Em jeito de comentário aos anúncios do diretor executivo do SNS que, em entrevista ao Expresso, na quarta-feira, admitiu concentrar de forma definitiva as urgências de obstetrícia e pediatria na região de Lisboa, Carlos Cortes considerou que, neste momento, a concentração de recursos é inevitável.

Ao Expresso, António Gandra D´Almeida admitiu revisitar o plano da anterior direção executiva e tentar potenciar a rede das urgências de obstetrícia e pediatria na região de Lisboa, mas falou em concentração caso a nova comissão criada para estudar esta área lhe proponha essa solução.

“As [medidas] de curto prazo foram as anunciadas e não se deslumbram outras para agora, para podermos rapidamente resolver a questão das maternidades, a não ser a concentração de recursos.

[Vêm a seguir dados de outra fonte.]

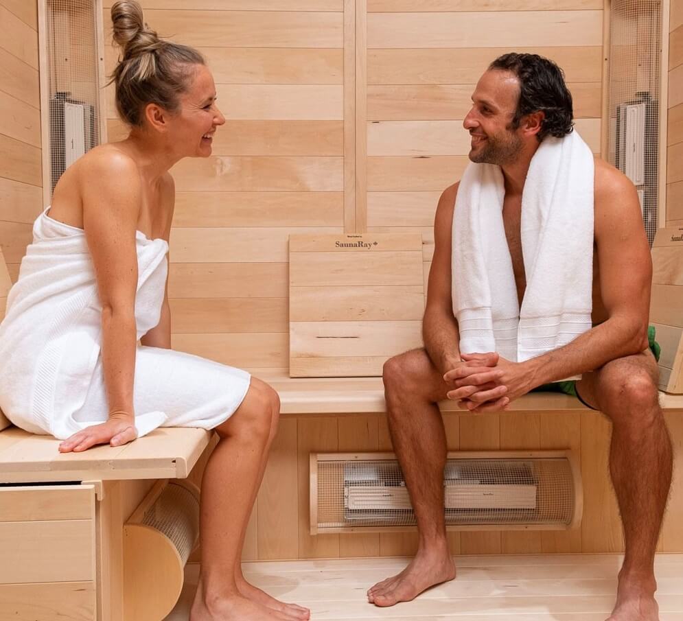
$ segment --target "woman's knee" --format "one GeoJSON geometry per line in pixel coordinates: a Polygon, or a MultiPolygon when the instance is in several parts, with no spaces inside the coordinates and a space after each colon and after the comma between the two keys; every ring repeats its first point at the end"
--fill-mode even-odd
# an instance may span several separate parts
{"type": "Polygon", "coordinates": [[[265,444],[275,435],[279,414],[277,392],[266,382],[253,377],[242,404],[216,431],[221,436],[239,434],[265,444]]]}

A concentração de recursos é muito importante porque permite manter uma resposta de qualidade, com segurança”, reagiu o bastonário da OM.

Carlos Cortes defendeu que o sistema de urgência pré-hospitalar “tem de estar extremamente bem articulado com as urgências que vão permanecer abertas”.

“A Ordem dos Médicos vê com bons olhos que, do ponto de vista técnico, haja intenção de manter a qualidade e a segurança de todos – profissionais e grávidas – mas em paralelo devemos avançar já com medidas que possam capacitar o SNS para contratar mais médicos, mais médicos especialistas, mais obstetras e mais ginecologistas, anestesiologistas, médicos da neonatologia”, disse.

Mas para o bastonário é “muito importante não esquecer que o país tem de ter uma cobertura total para todas as pessoas”.

“E na ginecologia e obstetrícia a resposta é fundamental para as grávidas”, frisou.